Harmonie vocale et art typographique

Le Liber decem missarium de Jacques Moderne, pionnier de l'édition musicale lyonnaise du XVIe siècle

Dès son premier numéro, la revue Gryphe, par l'intermédiaire de Guy Parguez, faisait le point sur les ouvrages de Jacques Moderne conservés à Lyon. Il était tout naturel de rendre ainsi hommage à la figure principale de l'édition musicale lyonnaise du seizième siècle. Cet imprimeur istrien installé dans le quartier de Notre-Dame de Confort (près de l'actuelle place des Jacobins) avant 1523, illustre bien l'acmé de l'édition lyonnaise, en concurrence directe avec Paris ou Venise. Si le fonds actuel de la bibliothèque est riche de seize de ses parutions, il ne comporte hélas qu'un seul exemplaire de la cinquantaine d'éditions musicales qu'il produisit [note]Sur Jacques Moderne, voir les deux bibliographies suivantes : Samuel Pogue, Jacques Moderne, Lyons Music Printer of the Sixteenth Century, Genève, Droz, 1969. Sybille von Gültlingen, Bibliographie des livres imprimés à Lyon au seizième siècle : Tome VI, Baden-Baden & Bouxwiller, Éditions Valentin Koerner, 1999.. Le Liber decem missarum de 1532 est le premier livre de musique daté par Moderne. Il a été conservé en quatre exemplaires, dont celui de la Bibliothèque de la Ville de Lyon, acquis en 1995 [note](BM Lyon Res. FM 31633. Autres exemplaires : Bologne : Civico museo Bibliografico, Florence : Biblioteca Nazionale Centrale, Londres : British Museum.. Il s'agit d'un ouvrage essentiel pour qui s'intéresse à l'édition lyonnaise d'une part et au répertoire polyphonique français du seizième siècle d'autre part. Ce sont les deux aspects que nous présenterons ici.

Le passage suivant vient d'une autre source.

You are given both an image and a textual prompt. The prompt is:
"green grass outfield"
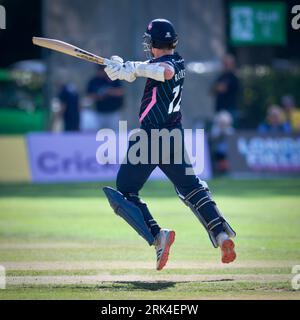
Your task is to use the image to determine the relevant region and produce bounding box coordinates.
[0,179,300,299]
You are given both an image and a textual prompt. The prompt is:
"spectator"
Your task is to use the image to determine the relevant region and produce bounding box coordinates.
[58,83,80,131]
[258,105,291,133]
[87,66,124,130]
[212,55,240,121]
[281,95,300,133]
[211,110,234,173]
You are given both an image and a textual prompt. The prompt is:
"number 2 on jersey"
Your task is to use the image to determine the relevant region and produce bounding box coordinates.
[168,86,182,114]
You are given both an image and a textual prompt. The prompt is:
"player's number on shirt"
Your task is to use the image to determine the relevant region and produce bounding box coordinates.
[169,86,181,114]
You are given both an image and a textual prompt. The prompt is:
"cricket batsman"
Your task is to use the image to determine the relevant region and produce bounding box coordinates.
[104,19,236,270]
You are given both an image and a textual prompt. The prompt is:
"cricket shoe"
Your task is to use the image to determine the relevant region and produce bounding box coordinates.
[154,229,175,271]
[220,238,236,263]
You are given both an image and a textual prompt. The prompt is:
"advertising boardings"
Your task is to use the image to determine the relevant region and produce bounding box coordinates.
[230,1,287,46]
[27,133,211,183]
[228,131,300,175]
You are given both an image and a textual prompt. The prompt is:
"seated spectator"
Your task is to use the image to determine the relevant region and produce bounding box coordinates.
[58,82,80,131]
[211,110,234,173]
[281,95,300,133]
[257,105,291,133]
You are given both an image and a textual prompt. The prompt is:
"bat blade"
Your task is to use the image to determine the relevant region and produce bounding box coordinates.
[32,37,110,65]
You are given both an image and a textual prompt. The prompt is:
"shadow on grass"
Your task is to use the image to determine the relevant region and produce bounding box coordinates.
[0,179,300,198]
[92,278,234,291]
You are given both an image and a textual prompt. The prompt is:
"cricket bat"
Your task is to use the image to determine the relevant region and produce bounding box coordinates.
[32,37,111,65]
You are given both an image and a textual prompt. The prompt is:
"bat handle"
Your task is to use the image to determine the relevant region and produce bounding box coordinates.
[103,58,112,66]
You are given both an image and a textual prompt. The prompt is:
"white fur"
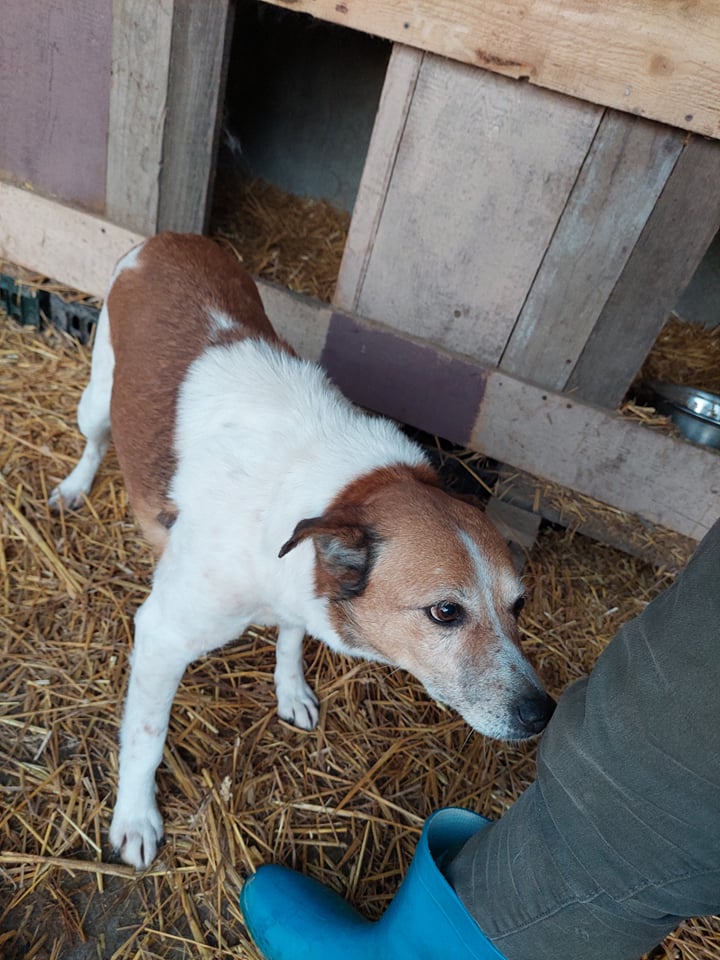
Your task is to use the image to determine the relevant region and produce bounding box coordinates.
[51,242,552,868]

Lorsque paraît le Liber decem missarum, en 1532, l'édition musicale n'est pas un phénomène nouveau à Lyon. Déjà en 1528, l'éditeur Étienne Geynard a publié, en compagnie de Bernard Garnier et de Guillaume Gobert, le Contrapunctus seu figurata musica, en utilisant l'ancien procédé de la gravure sur bois. L'innovation de Moderne consiste à adapter la technique des caractères mobiles à la musique, comme l'avait déjà fait le parisien Pierre Attaingnant en 1528. Cependant, on peut considérer qu'une certaine continuité lie le Contrapunctus de Gueynard au Liber decem missarum. Le musicologue Laurent Guillo suggère que Bernard Garnier a participé à l'édition des deux ouvrages [note]Cf. Laurent Guillo, Les Éditions musicales de la Renaissance lyonnaise, Paris, Klincksieck, 1991, p. 47-49. De plus, des liens de parenté unissant Gueynard et Michelette Durand, épouse de Moderne [note]Cf. Jean Duchamp, Motteti del Fiore. Une étude des huit livres édités à Lyon par Jacques Moderne (1532-1543), Thèse de doctorat, Université François Rabelais (CESR), Tours, 2000, t. I, p. 65-66., il était naturel qu'à la mort de Gueynard (1530) l'imprimeur istrien reprît le projet en le développant : le Contrapunctus présentait des Propres polyphoniques ; le Liber decem misarum sera consacré à des Ordinaires.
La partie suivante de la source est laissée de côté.